Vast Range of Applications
Crawford sees similar potential for his method in the treatment of cannabis plants. “Biopesticides could be produced in the plant or manufactured in an exogenous system, such as yeast, and then applied to crops. Cannabis is a blank canvas of opportunities and challenges. Once gene-editing conditions are worked out in cannabis, Cas-CLOVER would be best utilized to modify bioproduction of specific cannabinoids, such as CBD and THC, but also rare cannabinoids.”
Currently, Demeetra is exploring use of its gene-editing technology to uncover the therapeutic value of tobacco plants. Crawford says his company had generated Nicotiana benthamiana-edited plants, which is the host variety for manufacturing biologic therapies. “There are many improvements that could be made to this manufacturing system with Cas-CLOVER, such as enhancing the quality of the biologic therapeutic produced in tobacco and removing components that complicate downstream processing.”

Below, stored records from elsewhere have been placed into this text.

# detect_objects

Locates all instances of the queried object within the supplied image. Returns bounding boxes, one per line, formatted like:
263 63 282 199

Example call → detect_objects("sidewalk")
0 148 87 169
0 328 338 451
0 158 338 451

Demeetra is also working to generate tobacco plants with advanced traits for biotherapeutic production. “This is not only applicable to vaccines but any biotherapeutic, such as an antibody,” says Crawford. “A primary example is by knocking out the plant post-translational modifications. When a biologic is produced, the plant adds certain sugars and other molecules to the protein just as it would with naturally produced proteins. Since these protein side groups are not the same as human, it causes undesired immune response, which can limit the efficacy of the product. With Cas-CLOVER, we can eliminate these and other genes to improve tobacco as a biotherapeutic manufacturing platform.”